Lauren Kaskie

Personal information
- Full name: Lauren Alissa Kaskie
- Date of birth: September 18, 1995 (age 30)
- Place of birth: Reno, Nevada
- Height: 5 ft 5 in (1.65 m)
- Position: Midfielder

College career
- Years: Team / Apps / (Gls)
- 2013–2016: UCLA Bruins / 91 / (3)

Senior career*
- Years: Team / Apps / (Gls)
- 2017–2018: Chicago Red Stars / 13 / (1)
- 2018: Hammarby / 6 / (0)

International career
- 2011–2012: United States U17
- 2013–2014: United States U20

= Lauren Kaskie =

American soccer player (born 1995)

Lauren Alissa Kaskie (born September 18, 1995) is an American soccer player who played as a midfielder. She previously played for the Chicago Red Stars in the NWSL and Hammarby in the Damallsvenskan.

==Youth career==
Kaskie was an UCLA Bruin between 2013 and 2016, and earned Pac-12 All-Academic acclaim in 2015, as well as 2016. While in high-school, Kaskie played club soccer for LV Heat and had won three state titles with other teams.

==Club career==
Kaskie was drafted by the Chicago Red Stars with the 39th pick in the 2017 NWSL College Draft. She appeared in seven games for Chicago during the 2017 NWSL season.

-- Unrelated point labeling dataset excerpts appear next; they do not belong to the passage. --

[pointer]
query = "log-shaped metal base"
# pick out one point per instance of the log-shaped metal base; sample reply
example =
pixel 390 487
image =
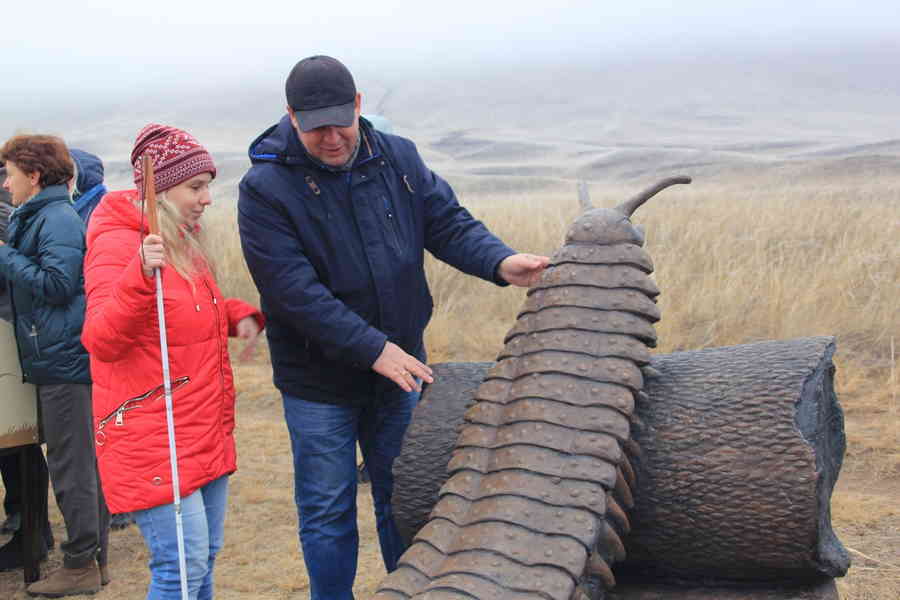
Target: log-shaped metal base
pixel 824 590
pixel 741 447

On March 25, 2018, Kaskie made her 2018 season debut for Chicago in a 1–1 draw against the Houston Dash. Kaskie scored her first professional goal on April 18, 2018, against Houston Dash in 3–0 victory at Toyota Park.

On June 16, 2018, Kaskie was released by the Red Stars.

Kaskie signed with Hammarby in the Sweden Damallsvenskan on August 12, 2018.